A carpideira do Jaguara

Não convidem para a mesma costela de fogo no chão duas das mais populares figuras dos Campos Gerais: Jaguara, o animador de velórios, e o polaco Stacho. É briga de ripa, na certa.

Tudo começou quando o Stacho veio para Curitiba fazer exame de DNA e saiu contando por aí:

– Ieu estando fazendo teste de DNA na capital. Resultado saindo mês que vem.

– Teste de DNA? Pra que isso?

Stacho responde a todos no seu mais legítimo dialeto “varsoviaco”, uma mistura do idioma de Varsóvia com o “polaquês” dos Campos Gerais, cuja maior característica é o gerúndio. Ou o “gerundês”. 

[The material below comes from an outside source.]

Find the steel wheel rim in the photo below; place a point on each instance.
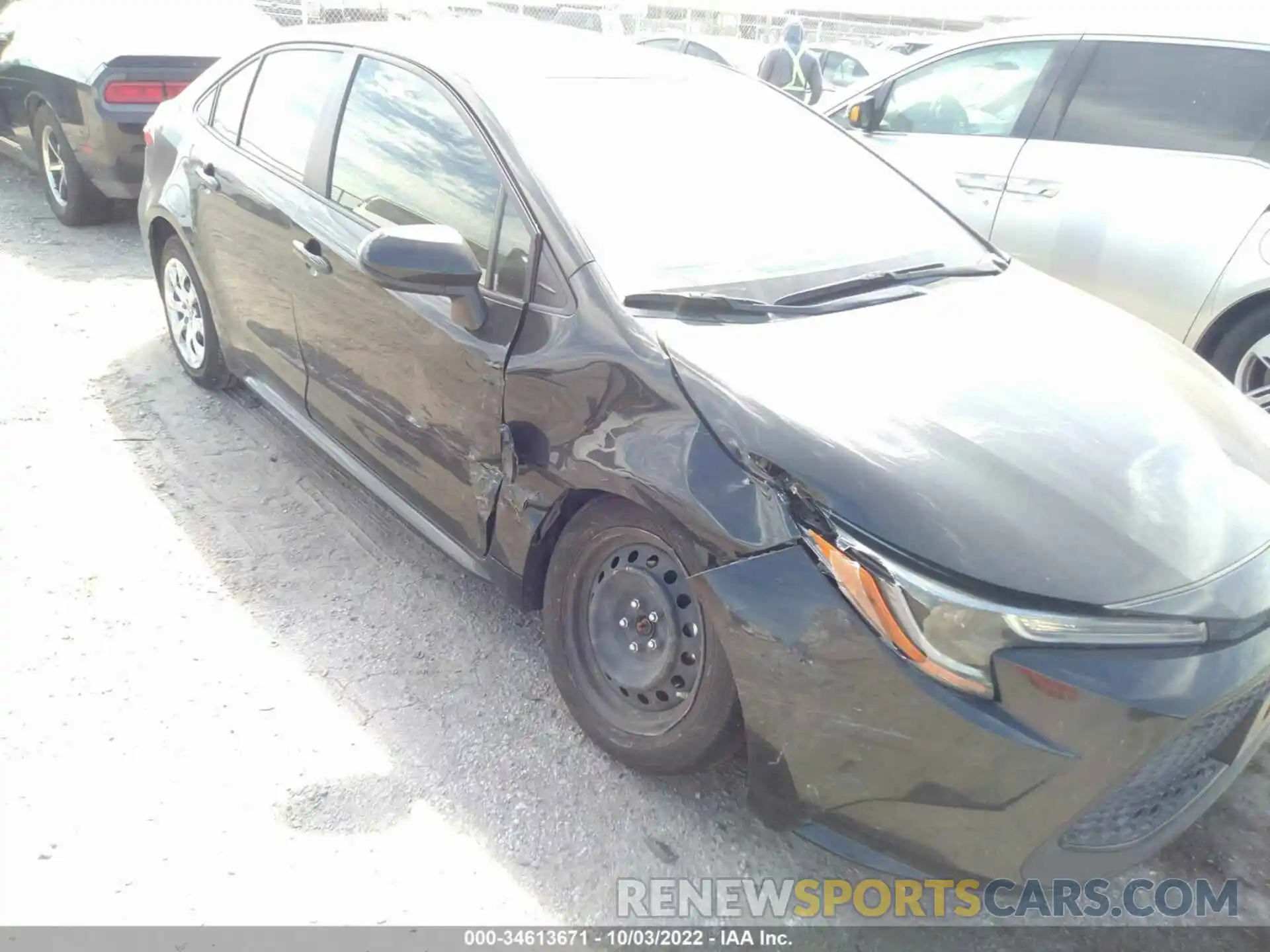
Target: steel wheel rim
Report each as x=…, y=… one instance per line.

– Querendo ver se ieu não tendo algum jaguara na família!

A notícia se espalhou mais do que pinus nas coxilhas. Até cair no ouvido do próprio Jaguara, o animador de velórios, que reagiu indignado.

– Vou dar um pescoção nesse polaco despatriado!

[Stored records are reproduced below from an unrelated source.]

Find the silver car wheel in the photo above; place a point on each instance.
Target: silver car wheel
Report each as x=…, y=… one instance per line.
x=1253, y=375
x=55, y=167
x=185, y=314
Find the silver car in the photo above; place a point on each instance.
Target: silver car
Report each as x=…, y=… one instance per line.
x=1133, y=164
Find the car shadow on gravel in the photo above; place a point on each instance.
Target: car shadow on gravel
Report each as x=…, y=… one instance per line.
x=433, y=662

As desavenças entre o Stacho e o Jaguara começaram por causa da morena chamada Rosário, uma carpideira profissional que faz dupla com o Jaguara em velórios.

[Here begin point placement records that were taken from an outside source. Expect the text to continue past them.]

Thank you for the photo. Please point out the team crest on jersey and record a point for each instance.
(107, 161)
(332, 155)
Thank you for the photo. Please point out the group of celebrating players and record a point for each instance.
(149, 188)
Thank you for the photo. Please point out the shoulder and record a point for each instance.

Funciona assim: entre uma e outra piada do Jaguara, Rosário chora e assim, nesse revezamento, a noite vai passando mais depressa para os enlutados.

A parceria andava a mil maravilhas, não fosse o Stacho se apaixonar pela Rosário. O namorico dos dois era até permitido pelo Jaguara, mas a coisa desandou quando o Stacho pediu a morena em casamento.

– Se amanhã ela fica grávida, onde vou arrumar outra carpideira melhor que ela? – reclama o animador de velórios.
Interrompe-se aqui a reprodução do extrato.